Ultimately, 12 PAX, including an FNG, were present as we commenced a Holy Saturday themed beatdown.
Warmup: SSH, WM, AC, Cherry Pickers, IW, high knees, butt kicks
Thang 1:
Moseyed to the Thunderdome for a Flora 1, 2, 3 and a couple of songs. The theme was uncomfortable waiting–Jesus is lying dead in a dark, stone tomb, and we’re waiting with him.
Partnered up for the Flora (waiting in uncomfortable positions while your partner completes his reps):
1. Partners split 100 dips, each does 10 at a time while the other holds dip position (down).
2. 200 air presses in people’s chair against the columns, 20 at a time while other holds chair position.
3. 300 flutter kicks, 30 at a time while other holds legs six inches off the ground.
Song 1: “While I’m Waiting” by John Waller–held plank for the duration (almost 5 min.) and 3 mountain climbers (2:1) every time he said “Waiting” (90 mountain climbers total). YHC’s calves are still sore.

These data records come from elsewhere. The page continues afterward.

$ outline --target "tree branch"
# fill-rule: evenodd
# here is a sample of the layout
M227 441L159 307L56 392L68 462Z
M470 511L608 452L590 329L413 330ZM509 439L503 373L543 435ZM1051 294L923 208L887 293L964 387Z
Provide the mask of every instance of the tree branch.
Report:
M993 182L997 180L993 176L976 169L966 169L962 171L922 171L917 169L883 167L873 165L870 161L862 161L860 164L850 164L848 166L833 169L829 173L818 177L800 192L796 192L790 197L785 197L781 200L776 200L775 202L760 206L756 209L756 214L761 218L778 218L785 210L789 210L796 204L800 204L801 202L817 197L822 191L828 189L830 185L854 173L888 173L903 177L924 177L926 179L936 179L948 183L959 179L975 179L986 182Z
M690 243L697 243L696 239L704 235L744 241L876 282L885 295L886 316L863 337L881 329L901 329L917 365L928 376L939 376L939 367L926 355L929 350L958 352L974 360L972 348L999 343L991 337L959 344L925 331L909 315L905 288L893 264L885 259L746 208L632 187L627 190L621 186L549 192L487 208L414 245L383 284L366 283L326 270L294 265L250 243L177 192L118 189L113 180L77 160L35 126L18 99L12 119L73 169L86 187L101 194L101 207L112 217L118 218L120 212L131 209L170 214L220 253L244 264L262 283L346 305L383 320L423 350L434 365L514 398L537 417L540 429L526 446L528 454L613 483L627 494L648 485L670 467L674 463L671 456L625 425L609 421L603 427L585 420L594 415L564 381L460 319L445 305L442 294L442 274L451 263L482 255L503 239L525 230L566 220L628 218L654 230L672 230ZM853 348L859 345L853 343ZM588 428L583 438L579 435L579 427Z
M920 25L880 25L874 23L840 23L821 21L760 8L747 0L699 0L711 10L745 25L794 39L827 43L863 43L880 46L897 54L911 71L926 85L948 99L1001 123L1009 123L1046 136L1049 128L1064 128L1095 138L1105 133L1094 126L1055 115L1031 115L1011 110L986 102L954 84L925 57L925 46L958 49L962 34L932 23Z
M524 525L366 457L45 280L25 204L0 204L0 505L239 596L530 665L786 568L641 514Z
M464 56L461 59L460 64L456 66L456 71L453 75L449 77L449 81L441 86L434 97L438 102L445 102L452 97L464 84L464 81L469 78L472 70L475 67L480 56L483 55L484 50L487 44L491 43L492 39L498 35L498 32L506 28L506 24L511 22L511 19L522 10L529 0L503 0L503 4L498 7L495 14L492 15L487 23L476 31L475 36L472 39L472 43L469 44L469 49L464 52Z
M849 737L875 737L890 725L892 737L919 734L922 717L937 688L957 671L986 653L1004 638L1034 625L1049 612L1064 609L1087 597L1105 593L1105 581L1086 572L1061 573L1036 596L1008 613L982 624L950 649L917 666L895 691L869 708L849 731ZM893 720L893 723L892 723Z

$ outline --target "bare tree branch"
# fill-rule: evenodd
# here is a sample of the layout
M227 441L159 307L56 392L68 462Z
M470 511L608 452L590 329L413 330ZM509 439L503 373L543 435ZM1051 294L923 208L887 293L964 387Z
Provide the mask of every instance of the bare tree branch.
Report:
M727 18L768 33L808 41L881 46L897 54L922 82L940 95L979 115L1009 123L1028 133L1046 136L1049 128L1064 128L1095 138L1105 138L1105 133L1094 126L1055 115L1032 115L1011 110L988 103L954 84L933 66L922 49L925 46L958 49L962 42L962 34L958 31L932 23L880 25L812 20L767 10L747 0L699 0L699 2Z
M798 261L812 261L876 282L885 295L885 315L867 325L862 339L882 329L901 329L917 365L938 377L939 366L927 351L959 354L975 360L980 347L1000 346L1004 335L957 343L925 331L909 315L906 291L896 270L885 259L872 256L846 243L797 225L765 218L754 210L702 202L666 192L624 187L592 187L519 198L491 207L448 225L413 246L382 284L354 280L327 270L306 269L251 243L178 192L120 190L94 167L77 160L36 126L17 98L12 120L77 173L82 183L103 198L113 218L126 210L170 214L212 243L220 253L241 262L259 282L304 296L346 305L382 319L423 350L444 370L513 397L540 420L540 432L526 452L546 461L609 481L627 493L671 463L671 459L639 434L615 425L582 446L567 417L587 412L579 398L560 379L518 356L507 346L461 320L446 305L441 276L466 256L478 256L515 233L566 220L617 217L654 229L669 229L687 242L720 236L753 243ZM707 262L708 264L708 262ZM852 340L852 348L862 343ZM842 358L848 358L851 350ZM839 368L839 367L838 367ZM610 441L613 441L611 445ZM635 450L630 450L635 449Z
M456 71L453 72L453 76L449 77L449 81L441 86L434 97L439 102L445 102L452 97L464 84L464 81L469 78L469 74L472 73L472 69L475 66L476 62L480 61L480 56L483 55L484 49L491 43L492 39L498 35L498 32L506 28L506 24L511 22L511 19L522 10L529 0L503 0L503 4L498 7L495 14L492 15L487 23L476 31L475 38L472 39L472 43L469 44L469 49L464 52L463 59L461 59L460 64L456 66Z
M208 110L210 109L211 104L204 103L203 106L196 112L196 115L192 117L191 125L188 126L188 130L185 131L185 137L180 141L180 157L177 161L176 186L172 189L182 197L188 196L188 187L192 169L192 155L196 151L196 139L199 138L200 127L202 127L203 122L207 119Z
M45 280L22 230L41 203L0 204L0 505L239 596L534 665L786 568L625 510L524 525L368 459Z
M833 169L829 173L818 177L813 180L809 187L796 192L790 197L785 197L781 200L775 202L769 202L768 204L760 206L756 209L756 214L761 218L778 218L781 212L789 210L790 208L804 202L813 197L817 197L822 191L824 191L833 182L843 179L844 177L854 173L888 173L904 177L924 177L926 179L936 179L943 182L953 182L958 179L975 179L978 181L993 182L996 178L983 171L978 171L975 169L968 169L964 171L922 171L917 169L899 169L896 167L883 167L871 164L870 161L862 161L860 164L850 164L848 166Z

Song 2: “The Final Countdown” by Europe–side straddle hops for the duration (over 5 min.) and three Bonnie Blairs (1:1) for every “Final Countdown” (over 50 total).
Thang 2: Empty Tomb
When the disciples saw/heard the tomb was empty, the waiting/difficulty wasn’t immediately relieved. There were questions, confusion, running, freaking out, etc. So, the PAX lined up at the first of three cones and completed 20 Chinooks (arm circles over the head) to represent the women freaking out and telling the disciples the tomb was empty, and then sprinted to the second cone to represent to apostles running to the tomb, and then army crawled from there to the third cone (crawling into the tomb to check it out).
Repeated this 5 times (and gained some souvenir brush burns in the process).
Then, all PAX ran backward to the last cone and back followed by carioca to the last cone and back.
Then, partnered up and PAX 1 ran backward from the first cone to the third, and PAX 2 sprinted to try to catch him once he reached the second cone (like Peter trying to catch up with John). Flapjack and then rinse and repeat.
Indian Run around the park gave YHC a chance to chatter with Yankee a bit about F3 leadership, followed by some substantial Mary at the flag. Tried to include 10 Absolutions, a somewhat complicated 8-count plank exercise, which failed miserably, leading to the obvious lesson that absolution (cleansing from sin) can’t be earned. Other exercises were crunchy frogs, wife pleasers, leg raises, and a couple of other things, I think.
Count off, name off, and named our FNG Neanderthal–welcome!! Announcements included a push to hop in the clown car headed to the Northshore for the Zoorich Classic this Saturday, and Kilo prayed us out. Thanks, gents, for letting me lead, and huge thanks to Reluctant Yankee for the surprise visit!